The Poison Chalice

No, it’s not the latest Harry Potter book, it’s the age-old question posed by devout Catholics to priests and seminarians.

What if a person confesses that he’s poisoned the wine in the chalice before Mass?

Well, I was reading today a certain book by your friend and mine (ICEL translation: “our friend”*), one Felix Cappello, whom I’ve quoted before and I came across this example. Now, I never did end up mentioning that I did get a copy of some of his books for a very reasonable price (ten dollars per volume). My gamble also paid off, they’re not in French (as the description indicated) but in Latin as I had thought that they would be. Anyway, Volume II, De Poenitentia, was mis-bound such that the tops of many pages were not separated. So, today I finally decided to go through and cut the pages apart in the sections I wanted to read.

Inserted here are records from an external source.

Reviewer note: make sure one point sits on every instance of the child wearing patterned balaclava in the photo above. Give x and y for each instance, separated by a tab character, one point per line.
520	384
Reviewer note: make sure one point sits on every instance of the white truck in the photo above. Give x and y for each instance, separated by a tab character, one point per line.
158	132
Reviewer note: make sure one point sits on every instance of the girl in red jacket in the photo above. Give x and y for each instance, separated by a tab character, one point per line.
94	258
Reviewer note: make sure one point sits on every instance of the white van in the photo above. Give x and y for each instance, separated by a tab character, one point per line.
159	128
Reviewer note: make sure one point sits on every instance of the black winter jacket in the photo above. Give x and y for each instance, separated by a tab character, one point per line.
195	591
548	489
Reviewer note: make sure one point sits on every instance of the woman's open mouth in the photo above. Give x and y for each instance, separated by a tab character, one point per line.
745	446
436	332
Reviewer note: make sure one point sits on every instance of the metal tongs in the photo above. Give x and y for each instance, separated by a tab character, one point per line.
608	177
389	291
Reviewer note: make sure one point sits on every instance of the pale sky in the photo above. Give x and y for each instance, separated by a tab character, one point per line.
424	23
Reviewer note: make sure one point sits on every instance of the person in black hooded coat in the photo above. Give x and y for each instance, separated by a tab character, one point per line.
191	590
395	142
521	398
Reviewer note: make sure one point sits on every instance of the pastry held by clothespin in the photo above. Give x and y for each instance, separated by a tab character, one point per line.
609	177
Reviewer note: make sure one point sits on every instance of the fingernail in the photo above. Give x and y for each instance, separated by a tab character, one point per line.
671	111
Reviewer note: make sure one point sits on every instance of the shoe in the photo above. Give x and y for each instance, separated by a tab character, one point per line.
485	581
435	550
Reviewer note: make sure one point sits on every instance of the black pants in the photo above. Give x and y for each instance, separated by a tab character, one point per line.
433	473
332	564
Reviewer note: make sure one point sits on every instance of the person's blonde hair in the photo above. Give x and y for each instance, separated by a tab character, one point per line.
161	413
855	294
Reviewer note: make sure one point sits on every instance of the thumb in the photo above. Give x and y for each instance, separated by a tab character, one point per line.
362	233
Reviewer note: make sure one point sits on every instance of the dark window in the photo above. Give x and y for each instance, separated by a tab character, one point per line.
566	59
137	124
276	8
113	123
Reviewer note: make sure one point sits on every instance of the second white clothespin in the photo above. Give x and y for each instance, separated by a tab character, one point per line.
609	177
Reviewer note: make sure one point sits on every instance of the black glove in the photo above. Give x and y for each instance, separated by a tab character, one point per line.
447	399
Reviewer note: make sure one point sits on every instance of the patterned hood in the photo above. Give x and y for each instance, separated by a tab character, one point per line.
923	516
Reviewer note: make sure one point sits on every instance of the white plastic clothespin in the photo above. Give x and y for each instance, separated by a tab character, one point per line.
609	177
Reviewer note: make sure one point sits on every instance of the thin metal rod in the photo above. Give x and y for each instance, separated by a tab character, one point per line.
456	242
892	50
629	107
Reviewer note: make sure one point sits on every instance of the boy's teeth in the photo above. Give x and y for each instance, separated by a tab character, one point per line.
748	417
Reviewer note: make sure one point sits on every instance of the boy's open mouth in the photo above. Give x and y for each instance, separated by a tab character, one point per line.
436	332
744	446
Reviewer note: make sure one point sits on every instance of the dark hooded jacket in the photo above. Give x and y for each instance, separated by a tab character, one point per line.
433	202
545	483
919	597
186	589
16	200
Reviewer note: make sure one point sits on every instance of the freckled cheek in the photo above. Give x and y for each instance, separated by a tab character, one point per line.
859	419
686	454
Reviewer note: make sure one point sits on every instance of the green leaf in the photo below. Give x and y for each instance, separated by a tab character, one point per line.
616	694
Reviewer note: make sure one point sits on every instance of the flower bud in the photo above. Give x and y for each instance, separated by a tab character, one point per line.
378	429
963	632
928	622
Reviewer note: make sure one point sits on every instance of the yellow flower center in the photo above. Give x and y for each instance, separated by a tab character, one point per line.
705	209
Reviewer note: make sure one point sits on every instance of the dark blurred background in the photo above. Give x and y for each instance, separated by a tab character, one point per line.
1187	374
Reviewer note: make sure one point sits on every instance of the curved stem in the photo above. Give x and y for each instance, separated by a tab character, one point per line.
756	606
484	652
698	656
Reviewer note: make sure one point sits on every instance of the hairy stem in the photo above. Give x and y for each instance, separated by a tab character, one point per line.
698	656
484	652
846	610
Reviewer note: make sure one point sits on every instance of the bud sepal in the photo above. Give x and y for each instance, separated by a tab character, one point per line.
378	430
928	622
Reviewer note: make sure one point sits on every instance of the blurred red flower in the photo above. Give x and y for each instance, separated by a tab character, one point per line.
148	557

From Tractatus Canonico-Moralis de Sacramentis by Felix M. Cappello:

Item quaeritur de sacerdote, qui ex confessione noverit insidias sibi parari, aut venenum esse in vino quo debet Missam celebrare, etc., utrum possit vitare insidias sibi paratas aut Missam omittere.

Lugo ita respondet: << Non est dubium, quando illa actio vel omissio (scil. fugere insidias sibi paratas, vel omittere Missam propter notitiam veneni) non ostenderet aliis notitiam peccati nec ullum damnum poenitenti affert, quod confessionem redderet odiosam ac gravem, tunc utique posse alio praetextu fugere vel Sacrum omittere >>

At quaestio gravior est, an liceat id ipsum si, deficiente alio praetextu, ex fuga vel omissione alii, qui sunt conscii criminis, coniicerent poenitentem esse confessum illud peccatum, ita ut indirecta sigilli revelatio haberetur.

Quidam concedunt, confessarium posse nihilominus fugere vel Missam omittere.

Alii negant, ob indirectam revelationem. Quae sententia, si revera adsit revelatio indirecta, certa omnino est.

My translation:

Likewise one might ask about the priest, who knows from confession that an attack is planned against him, or that there is poison in the wine with which he should celebrate the Mass, etc. whether he can avoid the attack planned against him or omit the Mass.

Lugo responds thus: “There is not a doubt, when that action or omission (namely to flee the attack planned against oneself, or to omit the Mass on account of knowledge of poison) would not show to others knowledge of the sin nor cause some other injury to the penitent, which would render confession hateful and burdensome, that he can certainly, therefore, on another pretext flee or to omit the Sacred.”

But the more serious question is whether it is permitted if, lacking another pretext, those who are conscious of the crime would infer from flight or from the omission of something that the penitent confessed that sin, such that this would be held to be an indirect revelation of the seal.

Some concede that the confessor can nevertheless flee or omit the Mass.

Others deny this, on account of the indirect revelation. This opinion, if in reality indirect revelation is present, is altogether certain.


* The current ICEL translation of “sacrificium meum ac vestrum” (my sacrifice and yours) is “our sacrifice” which does not accurately represent the different modes of offering the sacrifice which the priest and the faithful have. See also, for example, Christ’s repeated references in the Gospel to “my Father and yours” indicating the difference in the type of sonship (e.g., John 20:17).

One Response to “The Poison Chalice”

Gravatar nickwinker

So can he knock the chalice over accidentally then, as long as it is done publicly before the consecration?
Of course the better solution is, “for your penance, stop the poison form killing me, please.”